Orioles beaten in 9th, 4-3, on 3-run HR by Gruber

September 16, 1990|By Peter Schmuck | Peter Schmuck,Sun Staff Correspondent

TORONTO -- The Baltimore Orioles can take a kind of twisted satisfaction from the first three games of this series at SkyDome. But for a questionable call here and there, they might be on the verge of a four-game sweep and the contending Toronto Blue Jays might be on the brink of disaster.

The Orioles led in the ninth inning of each game. The Blue Jays, not previously known for their late-inning heroics, have come back in dramatic fashion to win the past two.

Third baseman Kelly Gruber lined a three-run homer off reliever Curt Schilling in the ninth to give the Blue Jays a 4-3 victory and keep them close to the division-leading Boston Red Sox.

The importance of this four-game series -- at least to the Orioles -- had diminished mightily by the time they arrived in Canada, but the daily sellout crowds and the three hotly contested games has given it an almost postseason atmosphere. There were subplots all over the place:

*The ninth-inning rally included a questionable baserunning decision by Mookie Wilson and a close call at third base, which added another chapter to the feud between manager Frank Robinson and umpire John Shulock.

*The Blue Jays came into the series with a 1-58 record in games they trailed after eight innings, but their back-to-back, ninth-inning rallies have revived hope for a late-September surge. Gruber was instrumental in both.

*The Orioles had taken the lead on a pair of bases-empty home runs by Cal and Bill Ripken in the fifth inning, the first time brothers have homered in the same inning since Hank and Tommy Aaron did it in 1962.

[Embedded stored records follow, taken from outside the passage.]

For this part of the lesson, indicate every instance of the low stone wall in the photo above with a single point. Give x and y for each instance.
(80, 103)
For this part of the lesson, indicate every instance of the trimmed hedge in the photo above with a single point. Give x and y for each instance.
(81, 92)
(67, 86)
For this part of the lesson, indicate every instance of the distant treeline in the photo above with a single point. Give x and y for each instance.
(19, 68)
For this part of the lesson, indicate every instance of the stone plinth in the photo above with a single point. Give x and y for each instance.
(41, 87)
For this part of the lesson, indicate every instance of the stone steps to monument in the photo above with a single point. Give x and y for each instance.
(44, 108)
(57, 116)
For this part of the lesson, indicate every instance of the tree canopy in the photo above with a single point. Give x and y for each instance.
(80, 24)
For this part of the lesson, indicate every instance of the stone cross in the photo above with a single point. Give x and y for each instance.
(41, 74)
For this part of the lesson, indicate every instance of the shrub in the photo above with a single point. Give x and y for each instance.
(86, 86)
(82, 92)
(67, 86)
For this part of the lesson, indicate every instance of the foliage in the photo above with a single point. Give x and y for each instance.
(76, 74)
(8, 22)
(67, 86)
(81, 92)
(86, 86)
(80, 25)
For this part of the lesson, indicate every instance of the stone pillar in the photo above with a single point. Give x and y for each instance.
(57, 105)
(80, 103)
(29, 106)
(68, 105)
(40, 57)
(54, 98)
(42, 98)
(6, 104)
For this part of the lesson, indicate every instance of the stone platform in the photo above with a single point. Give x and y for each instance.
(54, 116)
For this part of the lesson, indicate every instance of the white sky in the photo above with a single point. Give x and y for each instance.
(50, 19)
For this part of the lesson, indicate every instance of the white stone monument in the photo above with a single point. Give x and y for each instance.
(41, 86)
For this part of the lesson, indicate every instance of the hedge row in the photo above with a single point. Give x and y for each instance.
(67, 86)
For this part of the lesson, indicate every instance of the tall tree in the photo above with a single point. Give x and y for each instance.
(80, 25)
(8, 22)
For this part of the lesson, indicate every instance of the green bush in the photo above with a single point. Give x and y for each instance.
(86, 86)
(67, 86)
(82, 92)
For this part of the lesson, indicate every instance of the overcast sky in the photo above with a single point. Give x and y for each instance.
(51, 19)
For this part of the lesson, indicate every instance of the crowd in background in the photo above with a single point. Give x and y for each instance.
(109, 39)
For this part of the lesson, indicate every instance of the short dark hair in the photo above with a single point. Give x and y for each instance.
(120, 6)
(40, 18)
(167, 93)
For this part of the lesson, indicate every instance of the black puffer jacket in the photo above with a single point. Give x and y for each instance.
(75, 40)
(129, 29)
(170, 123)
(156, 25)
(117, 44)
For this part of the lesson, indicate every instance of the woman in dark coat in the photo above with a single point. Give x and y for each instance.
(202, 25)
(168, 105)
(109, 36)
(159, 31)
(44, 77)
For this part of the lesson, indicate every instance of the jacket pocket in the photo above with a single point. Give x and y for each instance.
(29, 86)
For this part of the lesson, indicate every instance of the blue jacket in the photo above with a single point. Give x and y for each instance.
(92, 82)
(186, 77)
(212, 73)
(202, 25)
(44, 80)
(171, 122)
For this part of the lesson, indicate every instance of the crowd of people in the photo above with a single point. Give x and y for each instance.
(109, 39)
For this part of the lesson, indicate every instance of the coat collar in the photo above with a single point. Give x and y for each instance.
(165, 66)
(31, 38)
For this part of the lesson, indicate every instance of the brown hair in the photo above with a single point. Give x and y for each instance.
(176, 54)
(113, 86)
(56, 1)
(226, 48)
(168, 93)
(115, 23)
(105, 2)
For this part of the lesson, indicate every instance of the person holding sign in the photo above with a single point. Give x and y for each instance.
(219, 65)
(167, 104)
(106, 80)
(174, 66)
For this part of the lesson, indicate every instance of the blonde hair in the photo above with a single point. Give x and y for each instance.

*Cal Ripken's homer was his 214th as a shortstop, establishing an American League record for career home runs at that position.

*Right-hander Pete Harnisch, who was nearly removed from the starting rotation after a rocky start last week, came back to pitch eight very strong innings, only to be denied his 11th victory of the season.

The Blue Jays tried to run themselves out of their second straight ninth-inning comeback, which led to a dispute that nearly got Orioles third baseman Craig Worthington thrown out of the game.

Wilson led off the ninth with a single to center and nearly was thrown out going to third on a base hit by Tony Fernandez. The Orioles obviously felt he was out at third, judging from the argument that ensued, but the bigger question was this:

What was Wilson doing? The last thing the Jays needed at that point was the lead runner thrown out at third with no one out. The book -- that imaginary volume of baseball common sense -- states clearly that there is no percentage in risking an out at third when the club at bat still has three outs to work with.

Orioles right fielder Jeff McKnight made an outstanding throw, which clearly beat Wilson to the base, but Shulock ruled that the tag was late. Tempers flared and Worthington had to be dragged away from the umpire. Robinson joined the argument moments later, but his post-game complaint did not center on the call.

"I had the worst seat in the house," he said, "but Worthy doesn't argue, so I figured he must feel pretty strongly about the situation. What bothered me was the way he [Shulock] talked to Worthy before I got out there and the way he talked about Worthy after I got out there. I don't think an umpire has the right to talk to a player like he did."

Robinson alleged that Shulock used a particularly offensive term in reference to Worthington, a term that cannot be printed here. Shulock denied that he made an offensive reference to anyone.

"I did not cuss Worthington or Robinson, either one of them," he said. "I don't know where he got that."

But crew chief Don Denkinger gave a less sanitized version of the dispute.

"There was some swearing out there," Denkinger said, "but it wasn't directed at anybody."

The Orioles could have been forgiven for cursing the fates, but the play was too close for any consensus on the accuracy of Shulock's call. Worthington would not comment. Harnisch, who was backing up the play, said he felt the tag was in time. Wilson was evasive.

"It was very close," Wilson said, lapsing into a conspiratorial tone. "Very close. Too close. You don't want to put the umpire in that position, because you're always going to have conflicting opinions."

Several video replays didn't help, though one angle seemed to favor Worthington.

"In other words, the only guy who had a clear angle was me," Shulock said, and that's what I get paid for."

The importance of the play cannot be disputed. Harnisch, who had given up just a run on five hits through the first eight innings, left after the back-to-back singles. Schilling came on to throw three pitches to Gruber, who raised his team-leading RBI total to 104 with his 14th, 15th and 16th RBI in the last seven games.

Perhaps Robinson would have made the pitching change anyway. Perhaps Gruber still would have hit the home run, but he wouldn't have represented the winning run if Wilson had not been at third. Perhaps Harnisch would have evened his record at 11-11.